Rob Holden on the Clump. You can keep up with his Bath Skyline work on Twitter: @NTBathSkyline
The National Trust is the UK’s second-largest landowner (after the Crown Estate) so it has a vast body of knowledge and resources covering every sort of land-management issue from paths, signage, and public access through leisure, public art to looking after badgers and dealing with invasive species.
It also has a clear policy position and a campaigning role. Among many other things it’s trying to reach out beyond the usual dedicated walkers and ramblers to get the wider public, especially families and children out to discover landscapes, countryside and the spirit of place. So it has placed itself on front line of reconnecting children
with nature, trying to reverse what has started to be known as Nature Deficit Disorder (click for more). The Trust owns 500 acres of woodlands and species-rich grasslands around the Bath world heritage site. Its Bath Skyline walk is the most popular walk on its web site. Rob himself has years of experience in land management and nature conservation on land open to the public, and in balancing the different demands of natural species, visitors, and government regulation.
He’s responsible for stewardship of the NT land around Bath, opening it up for public involvement, promoting it and making it more child friendly with natural activity areas. As well as his knowledge of different species, conservation techniques and policy Rob is deeply familiar how to get the best out of managing public access; in a previous role he was responsible the the NT land around Glastonbury.

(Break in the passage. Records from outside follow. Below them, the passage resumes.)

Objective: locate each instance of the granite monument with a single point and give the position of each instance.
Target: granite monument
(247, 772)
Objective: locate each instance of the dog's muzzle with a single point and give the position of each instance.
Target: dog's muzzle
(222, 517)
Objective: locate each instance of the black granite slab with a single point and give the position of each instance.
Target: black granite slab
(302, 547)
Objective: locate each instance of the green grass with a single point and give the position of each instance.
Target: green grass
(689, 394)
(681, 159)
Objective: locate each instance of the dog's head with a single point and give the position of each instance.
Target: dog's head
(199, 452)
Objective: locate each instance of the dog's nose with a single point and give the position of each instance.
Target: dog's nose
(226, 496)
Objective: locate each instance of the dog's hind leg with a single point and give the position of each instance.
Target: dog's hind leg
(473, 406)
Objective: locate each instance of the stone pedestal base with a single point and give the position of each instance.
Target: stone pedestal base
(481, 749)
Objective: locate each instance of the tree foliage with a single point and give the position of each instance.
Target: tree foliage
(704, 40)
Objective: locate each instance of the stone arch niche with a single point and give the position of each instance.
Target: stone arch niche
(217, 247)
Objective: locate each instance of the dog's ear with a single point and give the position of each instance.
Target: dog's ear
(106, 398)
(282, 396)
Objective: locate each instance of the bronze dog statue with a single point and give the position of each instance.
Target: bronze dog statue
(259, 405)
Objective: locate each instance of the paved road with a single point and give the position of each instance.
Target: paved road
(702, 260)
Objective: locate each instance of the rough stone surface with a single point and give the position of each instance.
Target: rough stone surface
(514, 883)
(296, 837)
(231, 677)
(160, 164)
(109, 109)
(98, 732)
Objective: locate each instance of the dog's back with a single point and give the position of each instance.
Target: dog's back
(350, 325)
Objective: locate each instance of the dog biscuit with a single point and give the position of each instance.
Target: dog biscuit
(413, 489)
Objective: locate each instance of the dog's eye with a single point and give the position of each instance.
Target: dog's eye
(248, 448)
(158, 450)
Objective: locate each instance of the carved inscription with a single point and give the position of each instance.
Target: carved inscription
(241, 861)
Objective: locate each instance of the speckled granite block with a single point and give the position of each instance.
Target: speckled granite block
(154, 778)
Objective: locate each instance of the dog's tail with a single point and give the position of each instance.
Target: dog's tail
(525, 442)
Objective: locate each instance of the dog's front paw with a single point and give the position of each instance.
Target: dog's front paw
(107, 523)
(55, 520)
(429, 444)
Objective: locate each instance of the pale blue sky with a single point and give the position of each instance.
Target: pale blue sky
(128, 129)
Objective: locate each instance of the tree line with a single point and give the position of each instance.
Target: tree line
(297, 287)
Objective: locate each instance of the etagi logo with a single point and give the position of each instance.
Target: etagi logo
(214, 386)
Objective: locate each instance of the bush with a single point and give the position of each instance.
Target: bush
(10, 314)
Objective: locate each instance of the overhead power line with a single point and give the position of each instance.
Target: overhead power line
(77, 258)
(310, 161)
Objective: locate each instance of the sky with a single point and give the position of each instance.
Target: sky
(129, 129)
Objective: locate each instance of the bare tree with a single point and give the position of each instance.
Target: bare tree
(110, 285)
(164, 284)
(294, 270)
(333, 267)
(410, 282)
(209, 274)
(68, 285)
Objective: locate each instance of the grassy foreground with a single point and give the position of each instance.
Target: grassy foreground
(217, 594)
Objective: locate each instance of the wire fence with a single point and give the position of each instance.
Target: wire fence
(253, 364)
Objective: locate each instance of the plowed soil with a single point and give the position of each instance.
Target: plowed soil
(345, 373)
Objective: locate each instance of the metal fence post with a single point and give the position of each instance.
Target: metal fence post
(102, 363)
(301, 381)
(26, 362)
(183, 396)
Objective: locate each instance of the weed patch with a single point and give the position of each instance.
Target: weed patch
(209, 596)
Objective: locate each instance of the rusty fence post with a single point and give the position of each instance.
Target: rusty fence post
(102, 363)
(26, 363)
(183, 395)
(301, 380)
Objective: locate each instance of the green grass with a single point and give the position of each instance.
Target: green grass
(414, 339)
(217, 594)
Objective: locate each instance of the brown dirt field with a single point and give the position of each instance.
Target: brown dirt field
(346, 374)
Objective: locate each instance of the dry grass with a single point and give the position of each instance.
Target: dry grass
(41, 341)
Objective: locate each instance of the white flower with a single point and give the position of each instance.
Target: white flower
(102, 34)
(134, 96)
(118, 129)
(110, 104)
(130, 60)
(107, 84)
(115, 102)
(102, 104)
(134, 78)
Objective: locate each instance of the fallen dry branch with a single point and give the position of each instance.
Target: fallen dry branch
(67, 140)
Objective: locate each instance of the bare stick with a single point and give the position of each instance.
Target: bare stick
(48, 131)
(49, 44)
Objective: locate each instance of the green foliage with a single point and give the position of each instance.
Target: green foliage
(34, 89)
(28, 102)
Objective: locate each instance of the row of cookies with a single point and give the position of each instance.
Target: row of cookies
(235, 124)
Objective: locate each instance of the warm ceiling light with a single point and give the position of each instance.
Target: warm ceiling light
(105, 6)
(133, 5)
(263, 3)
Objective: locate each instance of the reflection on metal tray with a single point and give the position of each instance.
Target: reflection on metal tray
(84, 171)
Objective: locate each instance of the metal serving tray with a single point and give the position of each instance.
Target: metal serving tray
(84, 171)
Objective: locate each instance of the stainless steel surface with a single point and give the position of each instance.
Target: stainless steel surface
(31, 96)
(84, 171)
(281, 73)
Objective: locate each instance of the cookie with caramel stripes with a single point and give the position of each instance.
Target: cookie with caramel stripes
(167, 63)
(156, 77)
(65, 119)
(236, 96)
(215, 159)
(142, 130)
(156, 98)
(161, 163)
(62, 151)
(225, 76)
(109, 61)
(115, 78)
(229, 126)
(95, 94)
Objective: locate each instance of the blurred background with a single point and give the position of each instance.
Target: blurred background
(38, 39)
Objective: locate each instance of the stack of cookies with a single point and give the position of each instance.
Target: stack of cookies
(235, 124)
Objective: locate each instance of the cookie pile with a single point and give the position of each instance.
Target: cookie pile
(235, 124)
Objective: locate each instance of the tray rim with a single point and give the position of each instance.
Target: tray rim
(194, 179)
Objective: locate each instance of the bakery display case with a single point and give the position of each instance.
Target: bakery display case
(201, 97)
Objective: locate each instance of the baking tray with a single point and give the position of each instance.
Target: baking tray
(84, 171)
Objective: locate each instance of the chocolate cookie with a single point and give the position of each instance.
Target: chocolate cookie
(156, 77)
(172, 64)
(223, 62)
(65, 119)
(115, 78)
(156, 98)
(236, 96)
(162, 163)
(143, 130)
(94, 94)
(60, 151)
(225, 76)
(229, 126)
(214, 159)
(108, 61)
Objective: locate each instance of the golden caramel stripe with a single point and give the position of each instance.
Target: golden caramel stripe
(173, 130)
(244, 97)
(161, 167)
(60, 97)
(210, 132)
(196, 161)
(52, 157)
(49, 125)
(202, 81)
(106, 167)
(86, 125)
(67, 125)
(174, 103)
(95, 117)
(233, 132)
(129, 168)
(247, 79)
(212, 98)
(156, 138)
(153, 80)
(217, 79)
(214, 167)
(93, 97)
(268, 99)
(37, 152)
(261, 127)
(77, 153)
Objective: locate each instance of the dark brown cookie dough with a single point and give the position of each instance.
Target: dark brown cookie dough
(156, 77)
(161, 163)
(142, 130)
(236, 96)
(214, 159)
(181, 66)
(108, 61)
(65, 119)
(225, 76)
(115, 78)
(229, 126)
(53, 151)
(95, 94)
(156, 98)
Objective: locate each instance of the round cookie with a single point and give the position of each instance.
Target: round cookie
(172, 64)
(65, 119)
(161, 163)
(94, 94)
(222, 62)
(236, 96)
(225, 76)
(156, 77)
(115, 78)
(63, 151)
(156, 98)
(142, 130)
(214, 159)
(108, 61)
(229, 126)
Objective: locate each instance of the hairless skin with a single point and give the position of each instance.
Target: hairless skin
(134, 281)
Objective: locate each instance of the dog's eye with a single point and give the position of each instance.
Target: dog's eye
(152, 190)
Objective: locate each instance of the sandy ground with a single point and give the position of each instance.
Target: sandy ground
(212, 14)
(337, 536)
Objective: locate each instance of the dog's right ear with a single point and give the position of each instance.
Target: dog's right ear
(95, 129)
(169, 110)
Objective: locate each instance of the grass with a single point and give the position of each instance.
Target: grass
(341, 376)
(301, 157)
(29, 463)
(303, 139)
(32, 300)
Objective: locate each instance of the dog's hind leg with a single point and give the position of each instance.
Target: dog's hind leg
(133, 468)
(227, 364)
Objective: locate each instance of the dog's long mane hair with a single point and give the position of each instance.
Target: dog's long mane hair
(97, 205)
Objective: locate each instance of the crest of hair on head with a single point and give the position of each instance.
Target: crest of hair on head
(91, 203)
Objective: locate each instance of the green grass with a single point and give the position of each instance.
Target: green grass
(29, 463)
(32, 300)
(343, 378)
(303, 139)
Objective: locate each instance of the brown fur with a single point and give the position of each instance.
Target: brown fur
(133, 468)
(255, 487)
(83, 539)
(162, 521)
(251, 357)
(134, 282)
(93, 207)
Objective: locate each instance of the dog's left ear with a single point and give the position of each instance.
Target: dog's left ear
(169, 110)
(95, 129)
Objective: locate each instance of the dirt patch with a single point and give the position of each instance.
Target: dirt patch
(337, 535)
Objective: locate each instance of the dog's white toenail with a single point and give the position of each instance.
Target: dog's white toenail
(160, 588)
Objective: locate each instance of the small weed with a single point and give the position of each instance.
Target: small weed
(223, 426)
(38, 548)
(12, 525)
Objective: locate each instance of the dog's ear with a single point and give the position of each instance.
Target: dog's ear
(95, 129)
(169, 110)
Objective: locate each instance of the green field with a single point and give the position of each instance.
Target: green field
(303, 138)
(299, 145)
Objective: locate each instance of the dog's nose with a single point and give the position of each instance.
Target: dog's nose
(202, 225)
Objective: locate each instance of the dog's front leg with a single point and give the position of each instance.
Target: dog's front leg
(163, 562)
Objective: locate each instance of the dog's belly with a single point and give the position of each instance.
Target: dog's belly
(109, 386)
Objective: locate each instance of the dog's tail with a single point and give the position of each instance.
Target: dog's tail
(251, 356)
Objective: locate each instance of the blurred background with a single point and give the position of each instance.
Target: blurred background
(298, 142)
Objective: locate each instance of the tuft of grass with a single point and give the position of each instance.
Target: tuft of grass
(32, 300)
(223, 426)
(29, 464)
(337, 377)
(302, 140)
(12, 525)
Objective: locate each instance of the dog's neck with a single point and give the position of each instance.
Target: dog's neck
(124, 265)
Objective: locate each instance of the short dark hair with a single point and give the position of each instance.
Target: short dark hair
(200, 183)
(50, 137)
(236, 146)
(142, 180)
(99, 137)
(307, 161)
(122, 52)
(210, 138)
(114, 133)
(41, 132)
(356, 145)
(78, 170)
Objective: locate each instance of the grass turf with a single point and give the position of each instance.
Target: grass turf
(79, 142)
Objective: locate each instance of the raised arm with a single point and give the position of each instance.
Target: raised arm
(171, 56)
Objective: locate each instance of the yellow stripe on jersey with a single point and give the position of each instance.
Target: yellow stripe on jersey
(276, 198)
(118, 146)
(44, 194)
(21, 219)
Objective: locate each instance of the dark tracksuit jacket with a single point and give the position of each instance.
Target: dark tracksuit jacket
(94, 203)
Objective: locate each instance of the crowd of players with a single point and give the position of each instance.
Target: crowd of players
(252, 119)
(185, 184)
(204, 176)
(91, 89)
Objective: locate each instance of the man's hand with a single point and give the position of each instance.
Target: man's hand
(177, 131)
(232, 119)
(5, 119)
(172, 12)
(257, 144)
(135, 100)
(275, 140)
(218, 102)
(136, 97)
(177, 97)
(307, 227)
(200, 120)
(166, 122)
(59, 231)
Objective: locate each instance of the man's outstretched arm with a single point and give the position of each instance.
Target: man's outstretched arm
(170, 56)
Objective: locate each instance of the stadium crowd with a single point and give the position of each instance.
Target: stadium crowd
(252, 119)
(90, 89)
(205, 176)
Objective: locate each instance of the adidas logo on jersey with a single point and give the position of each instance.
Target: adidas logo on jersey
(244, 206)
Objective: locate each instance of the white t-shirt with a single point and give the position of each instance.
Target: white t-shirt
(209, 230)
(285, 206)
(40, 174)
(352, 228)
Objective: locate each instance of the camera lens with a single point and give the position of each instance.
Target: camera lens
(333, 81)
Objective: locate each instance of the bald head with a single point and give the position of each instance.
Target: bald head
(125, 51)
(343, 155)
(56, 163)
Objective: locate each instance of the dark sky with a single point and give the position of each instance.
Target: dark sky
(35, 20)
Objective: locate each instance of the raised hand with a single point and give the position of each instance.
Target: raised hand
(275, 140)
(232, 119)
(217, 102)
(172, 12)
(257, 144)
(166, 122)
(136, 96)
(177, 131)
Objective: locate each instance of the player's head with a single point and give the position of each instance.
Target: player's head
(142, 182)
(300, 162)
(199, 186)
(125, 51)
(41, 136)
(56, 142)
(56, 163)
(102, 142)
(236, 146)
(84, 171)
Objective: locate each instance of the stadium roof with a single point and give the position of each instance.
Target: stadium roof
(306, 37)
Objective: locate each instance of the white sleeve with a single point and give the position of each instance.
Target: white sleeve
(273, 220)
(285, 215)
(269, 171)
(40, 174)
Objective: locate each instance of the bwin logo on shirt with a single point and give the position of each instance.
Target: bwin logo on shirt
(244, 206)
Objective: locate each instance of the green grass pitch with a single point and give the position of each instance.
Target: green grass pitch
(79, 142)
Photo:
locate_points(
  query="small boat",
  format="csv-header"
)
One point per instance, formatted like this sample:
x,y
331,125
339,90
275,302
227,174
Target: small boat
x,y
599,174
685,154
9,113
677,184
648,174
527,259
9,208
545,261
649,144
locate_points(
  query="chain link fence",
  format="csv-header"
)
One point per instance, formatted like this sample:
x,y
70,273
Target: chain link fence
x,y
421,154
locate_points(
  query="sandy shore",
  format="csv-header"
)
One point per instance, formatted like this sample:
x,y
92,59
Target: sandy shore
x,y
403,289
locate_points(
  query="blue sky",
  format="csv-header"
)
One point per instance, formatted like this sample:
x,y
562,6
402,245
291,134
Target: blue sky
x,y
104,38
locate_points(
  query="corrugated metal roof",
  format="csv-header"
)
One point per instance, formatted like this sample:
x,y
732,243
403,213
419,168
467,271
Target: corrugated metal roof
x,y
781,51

He immediately recognises and understands the spirit of Kelston Roundhill, and the sorts of issues we face. He works locally with the same network of people at places like Avon Wildlife Trust and Natural England. He’s full of suggestions about respecting the spirit of the place, land management, and helping people through it with community engagement, sensitive signage and appropriate artwork.
He has a strong sense of the continuity of this place with the rest of the Bath skyline and the wider landscape. These places have always been linked and connected, regardless of being nominally in different ownership at different times.
One suggestion Rob made was that we place a geocache. It turns out there is a whole geocache scene of which most of us are probably blissfully unaware. It seems a harmless and fun way to use your smartphone which would do a lot to make the landscape more discoverable, especially for those young children for whom the word “walk” produces a bizarre allergic reation.
People have their gripes about the National Trust – formulaic shops, clunky marketing practices etc (I recall one Dorset village making T-shirts replacing the T in National with a Z). But the scale of its achievement is remarkable. It’s one of those one-off peculiarly British institutions that has made an immense contribution to solving a profound emerging social, economic and spiritual problem.
From a position of knowing relatively little about all the things they need to know to do their work successfully the National Trust, rather like the Duchy of Cornwall, seems pretty much an exemplary steward of the land and assets it looks after. Their aims may be specific and different from ours but their policies on all matters we discussed seem well thought out and backed by immense resources and experience. So it’s a connection we’re happy to have made and to maintain. Kelston Roundhill is part of this wider landscape, and it makes complete sense to be engaged with the major institutions involved in caring for other parts of that wider landscape.